Graham Bishop / May 2013
Vassos Shiarly, Cyprus Minister for Finance, Jeroen Dijsselbloem, President of the Eurogroup and Mario Draghi, President of the European Central Bank. Photo: the Council of the European Union
For some time, tiny Cyprus has been on the road to creating huge precedents. This has now happened–regrettably by way of a fiasco rather than thoughtful policy-making. Nonetheless, the events of March 2013 will probably be seen as another milestone on the route to the new financial and political landscape of the euro area.
The political error of the Eurogroup lay in allowing the inexperienced Cypriot government to choose how to raise the money to bail out its banks. The solutions applied have both regulatory and political importance. The government initially opted for a measure – a haircut on all deposits – that seemed bound to create the maximum opposition. Was this a deliberate game? The final decision to bail in uninsured deposits was only slightly less hated.
History will tell what the thought processes were. What we do know now is that buying massive quantities of Greek government bonds – under the EU’s ludicrously favourable capital adequacy regime – is a gamble that backfired on the two key Cypriot banks on a historic scale. It not only “broke the bank”. It also broke the country. The consequences of the destruction of the island’s major industry will play out over many years. It may be very difficult for the euro area to avoid an eventual, second private-sector involvement.
The longer-term political significance of the Cypriot mis-steps is two-fold. First, the idea that “Europe” will ever take over the legacy liabilities of banks that have been allowed to fail by their home government’s ineptitude is rightly dead.

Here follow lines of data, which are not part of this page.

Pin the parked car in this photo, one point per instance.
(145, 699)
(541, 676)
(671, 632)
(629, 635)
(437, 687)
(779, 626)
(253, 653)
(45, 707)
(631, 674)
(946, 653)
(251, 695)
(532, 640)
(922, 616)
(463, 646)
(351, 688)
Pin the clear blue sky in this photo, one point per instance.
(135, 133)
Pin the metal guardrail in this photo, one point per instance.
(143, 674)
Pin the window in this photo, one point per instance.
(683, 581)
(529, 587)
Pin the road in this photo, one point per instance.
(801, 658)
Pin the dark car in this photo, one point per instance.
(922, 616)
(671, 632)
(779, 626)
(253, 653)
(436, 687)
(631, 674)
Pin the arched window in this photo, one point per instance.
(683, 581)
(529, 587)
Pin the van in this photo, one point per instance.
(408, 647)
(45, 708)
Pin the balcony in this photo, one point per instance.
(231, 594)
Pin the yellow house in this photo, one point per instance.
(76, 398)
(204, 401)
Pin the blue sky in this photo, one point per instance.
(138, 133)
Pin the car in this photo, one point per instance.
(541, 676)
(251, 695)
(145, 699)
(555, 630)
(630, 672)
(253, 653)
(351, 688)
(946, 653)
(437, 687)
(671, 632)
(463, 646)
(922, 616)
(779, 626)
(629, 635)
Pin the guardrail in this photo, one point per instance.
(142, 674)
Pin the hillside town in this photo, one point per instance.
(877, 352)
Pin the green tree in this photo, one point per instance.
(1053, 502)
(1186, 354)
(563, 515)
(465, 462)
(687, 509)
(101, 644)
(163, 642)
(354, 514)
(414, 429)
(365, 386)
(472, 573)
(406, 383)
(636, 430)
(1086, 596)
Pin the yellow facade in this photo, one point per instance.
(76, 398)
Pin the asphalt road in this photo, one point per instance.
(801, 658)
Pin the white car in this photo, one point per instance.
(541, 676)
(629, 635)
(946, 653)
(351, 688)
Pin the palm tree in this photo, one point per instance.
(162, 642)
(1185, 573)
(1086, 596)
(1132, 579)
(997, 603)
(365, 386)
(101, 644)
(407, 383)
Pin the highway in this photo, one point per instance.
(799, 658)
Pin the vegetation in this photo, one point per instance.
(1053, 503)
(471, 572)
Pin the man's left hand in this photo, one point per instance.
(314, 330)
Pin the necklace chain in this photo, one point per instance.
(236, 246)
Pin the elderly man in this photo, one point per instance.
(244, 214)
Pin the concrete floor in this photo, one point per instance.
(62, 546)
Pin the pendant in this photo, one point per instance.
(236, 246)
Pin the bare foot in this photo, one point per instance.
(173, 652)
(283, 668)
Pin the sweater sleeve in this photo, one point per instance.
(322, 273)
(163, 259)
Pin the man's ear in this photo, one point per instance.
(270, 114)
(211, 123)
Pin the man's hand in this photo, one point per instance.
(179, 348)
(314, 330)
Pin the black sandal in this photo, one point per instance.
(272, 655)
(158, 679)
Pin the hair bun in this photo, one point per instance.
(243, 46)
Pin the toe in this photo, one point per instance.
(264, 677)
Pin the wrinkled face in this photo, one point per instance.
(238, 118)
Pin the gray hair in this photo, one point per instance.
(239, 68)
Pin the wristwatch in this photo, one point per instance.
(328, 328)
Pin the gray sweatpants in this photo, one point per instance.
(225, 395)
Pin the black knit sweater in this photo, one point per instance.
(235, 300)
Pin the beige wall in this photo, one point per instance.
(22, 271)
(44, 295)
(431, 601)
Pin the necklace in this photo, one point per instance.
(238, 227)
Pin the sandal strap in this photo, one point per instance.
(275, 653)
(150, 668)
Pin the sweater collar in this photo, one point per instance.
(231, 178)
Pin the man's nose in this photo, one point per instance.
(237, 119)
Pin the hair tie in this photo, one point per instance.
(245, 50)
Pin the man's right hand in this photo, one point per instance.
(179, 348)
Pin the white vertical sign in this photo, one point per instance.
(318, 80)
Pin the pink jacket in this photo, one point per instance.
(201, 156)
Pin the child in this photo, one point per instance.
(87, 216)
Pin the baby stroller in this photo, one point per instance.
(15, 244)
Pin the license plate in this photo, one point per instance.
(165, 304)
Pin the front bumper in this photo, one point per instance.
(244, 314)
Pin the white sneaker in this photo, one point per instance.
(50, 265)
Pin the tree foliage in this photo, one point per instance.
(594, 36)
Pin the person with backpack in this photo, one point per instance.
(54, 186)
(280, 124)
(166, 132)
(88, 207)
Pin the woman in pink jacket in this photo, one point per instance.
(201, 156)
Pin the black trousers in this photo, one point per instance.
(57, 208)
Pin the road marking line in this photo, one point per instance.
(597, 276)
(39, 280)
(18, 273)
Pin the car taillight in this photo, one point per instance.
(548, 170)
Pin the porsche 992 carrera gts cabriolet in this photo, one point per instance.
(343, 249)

Second, the Eurogroup is unlikely to allow itself to be gamed in the future. With its panoply of new economic governance powers, the European Commission will come under strong pressure to propose measures that represent a clear collective control of such a situation. This means that another step has been taken towards the political union of the euro area.
But the regulatory commentariat seems to be surprisingly slow in waking up to the implications. Instead, it professed to be shocked by some of the remarks by Jeroen Dijsselbloem, Eurogroup chairman, on bailing-in uninsured depositors. If they are up in arms about the idea of uninsured depositors at banks taking losses, they must have forgotten the basic tenets of capitalism: if management makes a hash of the business, creditors lose some of their money. That process is the essence of market discipline. Big depositors and creditors should observe management actions and withdraw their funds if they see behaviour that puts them at risk.
In all national insolvency regimes, there is an order of priority laid down for the different classes of creditors – unsecured creditors such as depositors rank well down the list of protected classes. Banks are not some sort of modern temple to be venerated and preserved at any public cost. They are ordinary commercial entities, albeit with characteristics of public good that warrant some special insolvency arrangements.
Since the G20 decided in November 2008 on an overhaul of financial regulations, politicians have been exceptionally clear that taxpayers should not support banks – except temporarily and only in the most extreme situations. Accordingly, in June 2012 (nearly a year ago), the Commission published its draft Recovery and Resolution (R&R) Directive. The same general approach is used by the Federal Deposit Insurance Corporation in the US, so its thrust should not be a surprise to commentators.
It is a proposal for a directive “establishing a framework for the recovery and resolution of credit institutions and investment firms”. It puts the writing on the wall in Article 38, paragraphs 1 and 2:
1. Member states shall ensure the bail-in tool may be applied to all liabilities of an institution that are not excluded from the scope of that tool pursuant to paragraph 2.
2. Resolution authorities shall not exercise the write-down and conversion powers in relation to the following liabilities: (a) deposits that are guaranteed in accordance with Directive 94/19/EC. [This means the €100,000 protected by the deposit guarantee schemes.]
Thus, Article 38 – labelled “scope of bail-in tool” – explicitly provides for the bail-in tool to apply to all liabilities, with the exception of the protection offered by the deposit guarantee scheme to small deposits.
Moreover, this policy is not just a German election “thing”. Recently, Mario Draghi, ECB president, added his voice to the demands of many, including the British Bankers’ Association, for speedy implementation of the proposals. He said: “We would like to see these rules enter into force not in 2019, 2018, but way, way earlier, like 2015”.
The direction of political travel is crystal-clear. It has been explicitly so for a year, and implicitly for the past four, and it has profound implications. Bank depositors will be far less relaxed about assuming that they will be rescued from the folly of those managing their deposits. In future, the EU financial system will be far more brittle.